La schizophrénie de genre

Par Olivier Thibodeau

Tommy Wirkola carbure à la nostalgie, c’est bien connu. Depuis son Kill Bilju : Ze Film, parodie de Kill Bill (Quentin Tarantino, 2003), en 2007 jusqu’à Seven Sisters (2017) et son univers dystopique à la Ridley Scott, en passant par les Dead Snow (2009, 2014), où il ressort les zombies nazis de Shock Wave (1977), son cinéma est largement référentiel. Ici, il se paye un délire nostalgique particulièrement touffu, éclectique et viscéralement attrayant, sous la forme d’une tapisserie d’hommages aux classiques de Noël des amateurs de genre. Ce faisant, il s’inscrit d’ailleurs dans l’air du temps, tel qu’en témoignent les belles bandes-annonces qu’on a pu voir avant la représentation, celle pour un film d’horreur naturelle de stoners qui s’appelle Cocaine Bear (2023, réalisé par Elizabeth Banks) et l’autre pour un récit de « science-fiction d’épouvante » avec une petite gynoïde monstrueuse, M3gan (Gerard Johnstone, 2023), qui fait du breakdance avant d’attaquer les gens avec une lame de trancheuse arrachée. Voilà autant d’engeances hybrides, distinctement postmodernes, dotées d’un ton à la fois ouvertement parodique et parfaitement solennel. Le commerce de la nostalgie, c’est sérieux après tout!

Violent Night commence comme Bad Santa (Terry Zwigoff, 2003), avec une incursion dans un bar de cols bleus où un homme habillé en père Noël boit sa misère saisonnière. Or, il s’agit du vrai père Noël (David Harbour), dont on apprendra plus tard qu’il était autrefois un guerrier viking qui massacrait ses adversaires à coups de marteau. À l’instar de John McClane, il sera ensuite malencontreusement mêlé à une prise d’otages orchestrée par des voleurs aux noms colorés (Mr.
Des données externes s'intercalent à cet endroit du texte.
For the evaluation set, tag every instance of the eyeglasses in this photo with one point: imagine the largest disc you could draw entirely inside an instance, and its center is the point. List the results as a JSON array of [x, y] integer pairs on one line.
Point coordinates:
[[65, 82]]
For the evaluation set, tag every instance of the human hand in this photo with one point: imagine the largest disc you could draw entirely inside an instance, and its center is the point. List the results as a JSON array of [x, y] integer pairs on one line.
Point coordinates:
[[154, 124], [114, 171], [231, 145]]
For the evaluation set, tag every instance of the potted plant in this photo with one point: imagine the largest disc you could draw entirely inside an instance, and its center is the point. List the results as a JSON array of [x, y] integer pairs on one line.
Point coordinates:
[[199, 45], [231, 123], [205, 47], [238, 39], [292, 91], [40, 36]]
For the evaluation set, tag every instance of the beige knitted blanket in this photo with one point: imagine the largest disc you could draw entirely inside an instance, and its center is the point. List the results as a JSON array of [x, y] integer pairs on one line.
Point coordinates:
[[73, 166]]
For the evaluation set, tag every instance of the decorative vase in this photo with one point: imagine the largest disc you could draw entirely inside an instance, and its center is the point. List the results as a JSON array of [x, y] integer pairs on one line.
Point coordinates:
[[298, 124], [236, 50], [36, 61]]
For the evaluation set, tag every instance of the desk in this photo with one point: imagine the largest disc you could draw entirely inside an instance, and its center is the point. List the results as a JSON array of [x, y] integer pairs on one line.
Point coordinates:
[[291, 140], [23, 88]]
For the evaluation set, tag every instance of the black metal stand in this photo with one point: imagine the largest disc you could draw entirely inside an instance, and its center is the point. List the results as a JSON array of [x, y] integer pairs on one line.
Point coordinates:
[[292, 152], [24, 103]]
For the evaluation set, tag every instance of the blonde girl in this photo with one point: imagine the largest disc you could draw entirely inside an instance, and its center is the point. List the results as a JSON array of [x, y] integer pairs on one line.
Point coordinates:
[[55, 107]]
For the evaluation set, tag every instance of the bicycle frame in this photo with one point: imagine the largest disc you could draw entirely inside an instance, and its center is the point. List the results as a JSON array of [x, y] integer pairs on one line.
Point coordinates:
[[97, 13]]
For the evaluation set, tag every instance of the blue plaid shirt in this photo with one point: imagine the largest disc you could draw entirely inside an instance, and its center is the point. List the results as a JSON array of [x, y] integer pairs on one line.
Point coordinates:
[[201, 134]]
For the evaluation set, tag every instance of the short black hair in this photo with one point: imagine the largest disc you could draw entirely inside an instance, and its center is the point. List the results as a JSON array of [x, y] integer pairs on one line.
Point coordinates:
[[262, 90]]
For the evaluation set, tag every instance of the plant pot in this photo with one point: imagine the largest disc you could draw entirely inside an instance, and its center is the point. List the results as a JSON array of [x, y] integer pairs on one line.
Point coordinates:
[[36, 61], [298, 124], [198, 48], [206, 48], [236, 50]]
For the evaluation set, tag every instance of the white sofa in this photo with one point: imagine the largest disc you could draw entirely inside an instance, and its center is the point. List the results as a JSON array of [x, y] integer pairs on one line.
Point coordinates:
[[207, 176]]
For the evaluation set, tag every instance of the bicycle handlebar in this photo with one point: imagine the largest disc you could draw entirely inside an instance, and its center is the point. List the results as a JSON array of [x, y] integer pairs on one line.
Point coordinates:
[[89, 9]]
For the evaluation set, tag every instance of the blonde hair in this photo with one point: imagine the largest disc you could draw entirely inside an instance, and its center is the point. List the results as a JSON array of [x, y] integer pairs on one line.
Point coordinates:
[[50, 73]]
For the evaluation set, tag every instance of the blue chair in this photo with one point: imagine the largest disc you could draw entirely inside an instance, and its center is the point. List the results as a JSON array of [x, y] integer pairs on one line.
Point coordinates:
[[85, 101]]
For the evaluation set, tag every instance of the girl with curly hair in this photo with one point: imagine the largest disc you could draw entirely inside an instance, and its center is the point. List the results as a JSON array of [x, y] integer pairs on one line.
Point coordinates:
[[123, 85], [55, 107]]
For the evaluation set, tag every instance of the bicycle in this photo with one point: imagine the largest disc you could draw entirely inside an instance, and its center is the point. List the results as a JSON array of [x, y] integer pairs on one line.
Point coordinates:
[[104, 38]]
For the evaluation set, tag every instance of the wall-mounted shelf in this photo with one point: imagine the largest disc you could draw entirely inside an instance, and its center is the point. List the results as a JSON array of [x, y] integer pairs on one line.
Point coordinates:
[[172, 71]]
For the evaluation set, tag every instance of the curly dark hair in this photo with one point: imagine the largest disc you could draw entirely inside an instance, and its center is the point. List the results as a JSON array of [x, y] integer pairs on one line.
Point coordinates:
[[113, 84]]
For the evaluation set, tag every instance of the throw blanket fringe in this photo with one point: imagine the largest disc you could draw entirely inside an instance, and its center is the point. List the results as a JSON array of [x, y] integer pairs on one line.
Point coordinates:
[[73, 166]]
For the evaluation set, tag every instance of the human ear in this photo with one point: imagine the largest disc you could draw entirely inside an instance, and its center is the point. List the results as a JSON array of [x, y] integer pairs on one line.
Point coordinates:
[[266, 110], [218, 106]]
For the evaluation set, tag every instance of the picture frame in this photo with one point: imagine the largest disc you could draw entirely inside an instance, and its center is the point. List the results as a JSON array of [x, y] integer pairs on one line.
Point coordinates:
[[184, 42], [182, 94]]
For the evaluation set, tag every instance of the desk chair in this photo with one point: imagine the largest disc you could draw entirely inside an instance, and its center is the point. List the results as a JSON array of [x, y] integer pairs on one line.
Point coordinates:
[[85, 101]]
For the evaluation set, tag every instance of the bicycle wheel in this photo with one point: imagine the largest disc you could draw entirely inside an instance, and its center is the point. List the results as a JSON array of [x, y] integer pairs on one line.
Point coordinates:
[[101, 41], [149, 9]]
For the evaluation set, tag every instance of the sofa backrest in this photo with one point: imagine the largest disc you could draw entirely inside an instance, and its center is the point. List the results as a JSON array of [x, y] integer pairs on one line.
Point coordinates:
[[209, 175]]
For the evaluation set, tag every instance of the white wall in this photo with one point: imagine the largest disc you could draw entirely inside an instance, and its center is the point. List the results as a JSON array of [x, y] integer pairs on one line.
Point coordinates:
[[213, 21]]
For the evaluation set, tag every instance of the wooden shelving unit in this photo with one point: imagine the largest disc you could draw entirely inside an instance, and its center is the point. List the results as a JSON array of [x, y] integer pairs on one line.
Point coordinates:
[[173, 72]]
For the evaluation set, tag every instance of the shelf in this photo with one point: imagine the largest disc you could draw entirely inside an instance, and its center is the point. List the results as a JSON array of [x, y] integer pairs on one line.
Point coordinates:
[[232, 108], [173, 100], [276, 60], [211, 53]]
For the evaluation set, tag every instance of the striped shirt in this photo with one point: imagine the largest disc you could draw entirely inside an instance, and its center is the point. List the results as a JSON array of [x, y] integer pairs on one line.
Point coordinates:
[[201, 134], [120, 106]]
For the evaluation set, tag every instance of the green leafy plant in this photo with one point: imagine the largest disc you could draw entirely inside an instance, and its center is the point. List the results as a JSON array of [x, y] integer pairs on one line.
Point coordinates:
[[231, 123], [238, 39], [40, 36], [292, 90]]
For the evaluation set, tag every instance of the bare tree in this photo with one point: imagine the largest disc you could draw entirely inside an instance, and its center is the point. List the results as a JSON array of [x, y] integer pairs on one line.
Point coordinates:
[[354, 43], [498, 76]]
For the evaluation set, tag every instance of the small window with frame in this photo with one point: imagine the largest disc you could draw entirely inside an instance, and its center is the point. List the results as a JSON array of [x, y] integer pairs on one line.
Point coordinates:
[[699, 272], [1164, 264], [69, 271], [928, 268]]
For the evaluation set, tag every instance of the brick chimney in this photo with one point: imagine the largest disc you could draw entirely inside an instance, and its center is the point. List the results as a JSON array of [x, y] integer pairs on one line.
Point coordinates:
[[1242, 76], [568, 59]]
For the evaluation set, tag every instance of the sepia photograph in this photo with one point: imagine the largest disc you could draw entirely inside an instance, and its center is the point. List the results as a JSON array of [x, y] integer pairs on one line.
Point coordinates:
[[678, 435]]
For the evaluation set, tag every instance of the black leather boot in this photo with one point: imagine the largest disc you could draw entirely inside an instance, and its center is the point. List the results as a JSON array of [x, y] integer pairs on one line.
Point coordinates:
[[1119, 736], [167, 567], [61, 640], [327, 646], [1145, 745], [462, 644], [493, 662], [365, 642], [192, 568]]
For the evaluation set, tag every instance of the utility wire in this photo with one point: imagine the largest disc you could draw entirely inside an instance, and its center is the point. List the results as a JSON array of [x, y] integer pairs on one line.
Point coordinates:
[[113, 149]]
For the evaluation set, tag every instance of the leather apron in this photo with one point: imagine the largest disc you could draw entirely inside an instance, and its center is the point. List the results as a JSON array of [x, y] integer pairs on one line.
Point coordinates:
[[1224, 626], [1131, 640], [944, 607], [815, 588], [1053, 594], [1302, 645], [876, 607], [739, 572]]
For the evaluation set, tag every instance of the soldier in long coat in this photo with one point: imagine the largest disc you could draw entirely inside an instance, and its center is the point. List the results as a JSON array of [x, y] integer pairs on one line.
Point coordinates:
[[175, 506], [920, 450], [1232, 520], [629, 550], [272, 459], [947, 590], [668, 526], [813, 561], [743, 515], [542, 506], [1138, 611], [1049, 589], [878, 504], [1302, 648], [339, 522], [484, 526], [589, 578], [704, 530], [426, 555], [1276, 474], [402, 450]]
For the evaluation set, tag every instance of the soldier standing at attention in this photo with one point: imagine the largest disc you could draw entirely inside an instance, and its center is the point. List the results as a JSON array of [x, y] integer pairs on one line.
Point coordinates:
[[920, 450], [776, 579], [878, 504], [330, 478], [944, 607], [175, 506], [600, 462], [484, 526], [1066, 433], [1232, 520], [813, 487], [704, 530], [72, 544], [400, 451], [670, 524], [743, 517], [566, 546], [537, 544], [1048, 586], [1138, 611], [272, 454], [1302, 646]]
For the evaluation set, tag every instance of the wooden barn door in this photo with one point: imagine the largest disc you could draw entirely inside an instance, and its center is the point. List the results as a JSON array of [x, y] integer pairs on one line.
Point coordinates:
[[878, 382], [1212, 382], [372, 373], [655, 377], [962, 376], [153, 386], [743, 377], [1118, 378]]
Scrooge, Gingerbread, Candy Cane…) dans le manoir d’une matriarche suffisante, Gertrude Lightstone, qu’est venu visiter pour les fêtes son fils Jason, avec son ex-femme Linda et sa fille Trudy, qui souhaite que ses parents se réconcilient pour Noël. Ceci donne lieu à un enchevêtrement bordélique de récits distincts où seuls les traumas saisonniers des personnages semblent servir de liant dramatique, et où prime avant tout le déploiement complaisant des codes associés à chacun des genres qu’ils représentent. Tout est mélangé, comme dans un gros malaxeur postmoderne: les scènes d’action prosaïques et les méchants procéduraux de Die Hard (John McTiernan, 1988) (dans des plans séquences minutieusement chorégraphiés), le sentimentalisme dégoulinant du film de famille saisonnier (dans de longs plans pénibles), le Saint-Nicolas iconoclaste, vomissant et pissant, de Bad Santa, les séquences d’action gore à la Christmas Horror Story (Grant Harvey, Steven Hoban et Brett Sullivan, 2015), la comédie cartoonesque de Home Alone (John Hughes, 1990). Fidèle à la logique d’emprunt propre au cinéma de genre postmoderne, on profite ainsi du génie de chaque référent individuel sans jamais y accéder totalement, procurant au spectateur du plaisir dans des lieux faciles, dans la nostalgie, dans la surenchère, dans un effort transparent de « souiller » l’iconographie proprette de Noël pour mieux renchérir sur une poignée de classiques qu’on parodie pour mieux les encenser.   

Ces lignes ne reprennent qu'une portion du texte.